Chairman: Thank you very much for the great presentation and also for staying in time. Are there questions from the auditorium? Before everyone gets ready can I ask you a question? You were saying you tested 40 something MPO positive patients who also were LAMP2 positive is that right?
Dr. Kain: Yes.
Chairman: The immunofluorescence seemed to be a c-ANCA pattern for the LAMP2 antibodies, so how does that fit?
Dr. Kain: This is a very old story. The fluorescence that we see with the LAMP2 is a c-ANCA pattern.

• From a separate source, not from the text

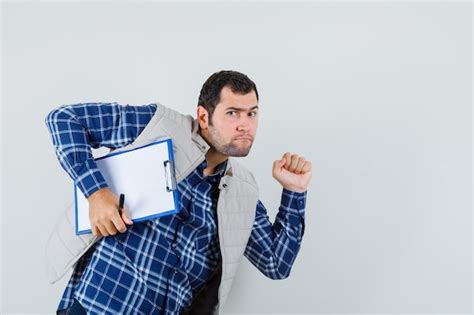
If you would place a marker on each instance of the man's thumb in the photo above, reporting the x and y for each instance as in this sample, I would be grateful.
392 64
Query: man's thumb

When one looks at granulocyte preparations that are not cytospun but in which the granulocytes are actually allowed to settle on the cover slips, you can when you visualise them under fluorescence see a mixed pattern of c- and p-ANCA that this was originally described in ‘95 the cytospin seems to predispose the granulocytes either for the c- or the p-ANCA pattern more likely. That is the reason why depending on the preparation of the granulocytes you see both patterns in humans.
Chairman; Ok it’s a preparation issue.
Dr. Kain: Yes it’s the preparation.
Chairman: Other questions? Charles has a question.
Question: Well people are thinking have you seen the anti-LAMP2 antibodies in patients with pauci-immune GN who are actually ANCA negative by fluorescence or ELISA?
Dr. Kain: Yes, we have a small group of these patients and I did not have a chance for time constraints to get into that. It seems actually that they do have antibodies to LAMP 2 and one can visualise them again on the granulocytes but those are patients that apparently recognise a glycoepitope on LAMP2 which the other patients don’t do or predominantly a glycoepitope and when one removes the carbohydrate cyto-chains from the granulocytes unspecifically one gets all of a sudden a granulocyte c-ANCA staining which can be attributed to it. There are also half of the patients 5% of the patients in total, so half of the patients are ANCA negative.
Question: Is there a difference in the phenotype of the patients between those who are LAMP2 positive and ANCA negative?
Dr. Kain: I can’t tell you, it seems to be but we have to look at the clinical presentation more clearly that those are renal limited patients.
Question: Thank you.
Chairman: Are there any more questions? If not then I think we’ll go on. Thank you very much again for this exciting data.